The smartest model in the world is useless if the agent interrupts you 40 times a day. The metric that defines whether an information agent is usable isn't summary quality — it's the precision of when it decides to speak.

This is a design problem, not a model problem. The naive implementation is a fixed threshold:

// ❌ NAIVE: fixed threshold
if (assessment.relevanceScore > 0.8) {
  await notify(user, assessment.summary);
}

It fails on both ends. If the threshold is too high, the agent misses important things and the user stops trusting it. If it's too low, it floods, and the user mutes notifications — which is the death of the product.

The correct approach combines relevance, novelty, and the user's attention budget:

// ✅ BETTER: decision with an attention budget
function shouldNotify(a: Assessment, budget: AttentionBudget): boolean {
  if (!a.isNovel) return false;                  // never repeat
  if (a.relevanceScore < budget.minRelevance) return false;
 
  // If we've already notified a lot today, raise the bar dynamically
  const adjustedThreshold =
    budget.baseThreshold + budget.notificationsToday * budget.fatiguePenalty;
 
  return a.relevanceScore >= adjustedThreshold;
}

The concept of an attention budget — treating the user's attention as a finite resource that depletes — is what separates an agent people keep on from one they mute in the first week.

⚠️

The temptation is to optimize recall ("don't let anything slip"). In a proactive system, optimizing precision matters more: an irrelevant notification costs far more than a missed relevant one, because it erodes trust in every future notification.


Governance: an agent with credentials is an attack surface

A corporate information agent doesn't just read the public web. It touches internal knowledge bases, APIs, sometimes sensitive data. And it runs autonomously. That changes the security model entirely.
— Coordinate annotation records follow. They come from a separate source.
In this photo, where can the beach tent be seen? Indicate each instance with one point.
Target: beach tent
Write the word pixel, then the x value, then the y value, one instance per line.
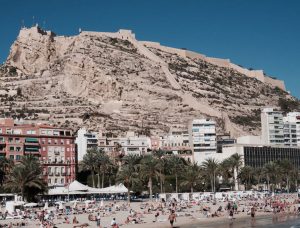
pixel 77 186
pixel 10 206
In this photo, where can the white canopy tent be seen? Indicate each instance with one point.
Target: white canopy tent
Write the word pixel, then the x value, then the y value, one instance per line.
pixel 77 188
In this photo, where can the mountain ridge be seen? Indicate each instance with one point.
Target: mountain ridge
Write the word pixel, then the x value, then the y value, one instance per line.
pixel 112 81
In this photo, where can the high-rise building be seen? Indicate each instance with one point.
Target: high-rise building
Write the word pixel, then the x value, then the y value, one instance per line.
pixel 202 139
pixel 53 146
pixel 272 127
pixel 292 129
pixel 129 144
pixel 85 140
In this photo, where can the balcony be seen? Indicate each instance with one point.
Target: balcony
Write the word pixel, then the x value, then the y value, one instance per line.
pixel 31 141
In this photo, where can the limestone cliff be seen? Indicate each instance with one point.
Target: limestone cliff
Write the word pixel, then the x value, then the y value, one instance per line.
pixel 113 82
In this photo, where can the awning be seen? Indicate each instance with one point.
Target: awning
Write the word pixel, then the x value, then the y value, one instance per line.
pixel 31 140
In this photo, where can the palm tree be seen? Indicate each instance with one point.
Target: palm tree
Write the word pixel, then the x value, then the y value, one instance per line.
pixel 236 162
pixel 90 163
pixel 177 165
pixel 286 169
pixel 295 176
pixel 131 160
pixel 210 166
pixel 258 174
pixel 128 174
pixel 246 175
pixel 5 166
pixel 270 170
pixel 102 164
pixel 192 176
pixel 225 171
pixel 26 177
pixel 149 169
pixel 161 163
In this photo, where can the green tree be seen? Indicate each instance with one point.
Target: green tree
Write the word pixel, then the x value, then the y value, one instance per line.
pixel 103 162
pixel 89 162
pixel 236 162
pixel 210 166
pixel 161 163
pixel 149 169
pixel 5 167
pixel 285 167
pixel 246 176
pixel 128 174
pixel 177 166
pixel 192 176
pixel 271 170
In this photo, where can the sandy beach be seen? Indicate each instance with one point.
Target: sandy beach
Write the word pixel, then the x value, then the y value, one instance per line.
pixel 142 214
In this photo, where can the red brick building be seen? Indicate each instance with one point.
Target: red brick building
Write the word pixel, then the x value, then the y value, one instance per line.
pixel 54 146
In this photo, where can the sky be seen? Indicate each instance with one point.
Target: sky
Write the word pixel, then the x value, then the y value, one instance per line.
pixel 258 34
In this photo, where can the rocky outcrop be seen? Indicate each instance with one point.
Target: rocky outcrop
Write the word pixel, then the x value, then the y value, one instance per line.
pixel 112 81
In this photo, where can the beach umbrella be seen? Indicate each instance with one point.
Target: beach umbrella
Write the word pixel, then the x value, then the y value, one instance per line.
pixel 30 205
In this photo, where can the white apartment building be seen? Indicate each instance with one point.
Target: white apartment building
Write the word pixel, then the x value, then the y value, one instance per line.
pixel 203 139
pixel 272 127
pixel 85 140
pixel 176 139
pixel 130 144
pixel 292 129
pixel 177 143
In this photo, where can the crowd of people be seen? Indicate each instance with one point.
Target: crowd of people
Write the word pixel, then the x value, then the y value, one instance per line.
pixel 119 213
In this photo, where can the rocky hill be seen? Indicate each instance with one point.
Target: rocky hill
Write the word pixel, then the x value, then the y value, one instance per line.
pixel 113 82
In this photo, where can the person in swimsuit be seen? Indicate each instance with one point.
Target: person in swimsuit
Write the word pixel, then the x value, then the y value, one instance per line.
pixel 172 218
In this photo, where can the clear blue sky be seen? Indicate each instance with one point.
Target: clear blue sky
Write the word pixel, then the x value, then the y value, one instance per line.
pixel 261 34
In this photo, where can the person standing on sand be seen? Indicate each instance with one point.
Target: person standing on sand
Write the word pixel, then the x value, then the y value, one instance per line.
pixel 252 212
pixel 98 219
pixel 172 218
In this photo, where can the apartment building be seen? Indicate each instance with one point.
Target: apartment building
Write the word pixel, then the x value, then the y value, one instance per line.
pixel 53 146
pixel 176 142
pixel 292 129
pixel 272 127
pixel 131 143
pixel 202 139
pixel 85 140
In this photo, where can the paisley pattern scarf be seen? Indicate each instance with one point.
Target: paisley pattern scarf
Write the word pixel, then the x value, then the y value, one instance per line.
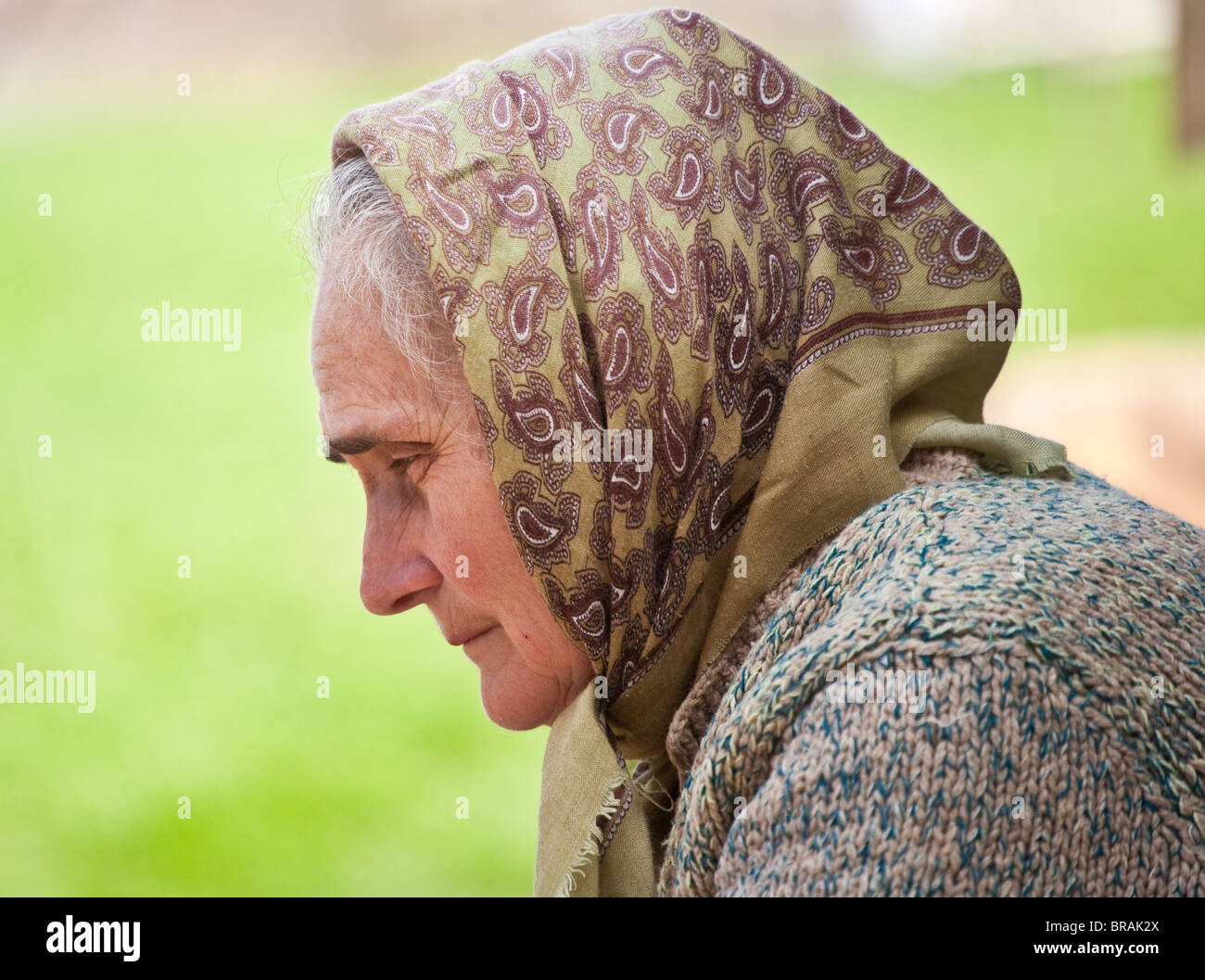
pixel 705 313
Three things that stop being optional:

  1. The agent's own identity. The agent shouldn't run with your credentials. It needs its own identity, with least-privilege permissions. 2026 reports already warn that non-human identities will soon outnumber humans inside organizations — each one is a new attack surface.

  2. A complete audit trail. Every observation, every decision to notify, every tool call has to be logged. An agent that makes decisions without traceability is impossible to debug and to audit.

  3. A kill-switch. There has to be a way to shut the agent down instantly. An autonomous process you can't stop isn't a feature, it's an incident waiting to happen.

// Every agent action goes through the same gate
async function executeAction(agent: Agent, action: Action): Promise<Result> {
  if (await killSwitch.isTripped(agent.id)) {
    throw new AgentHaltedError(agent.id);
  }
  await audit.log({ agentId: agent.id, action, at: new Date() });
 
  if (!permissions.allows(agent.identity, action)) {
    await audit.log({ agentId: agent.id, action, denied: true });
    throw new PermissionDeniedError(action);
  }
 
  return action.execute();
}

If this reminds you of how you design a payment system — explicit permissions, everything audited, deny by default — it's because the discipline is the same. An autonomous agent moving information deserves the same rigor as an endpoint moving money.


What it means for those of us building software

It's easy to see information agents as just another consumer feature. But the pattern —an autonomous loop that observes, reasons, and acts under governance— is the same one you'll build the next time someone asks for "have the system tell me when something important happens."

The pieces are already within reach:

LayerPractical tool
PerceptionA crawler/poller + an embeddings model
Memorypgvector, or a dedicated vector store
ReasoningAny LLM with RAG
PlanningYour threshold logic (the part that actually matters)
OrchestrationYour tools layer + permissions + audit

The model isn't the differentiator — it's commoditized. The differentiator is the system design around it: when to notify, how not to repeat, how not to flood, how to audit, how to shut down.

It's not magic. It's system design. And like every new tool, it's going to split people in two: those who understand how it's built and bend it to their advantage, and those who just watch the notification appear.

The question isn't whether you'll build agents like this. It's whether you'll design the guardrails before you turn them on.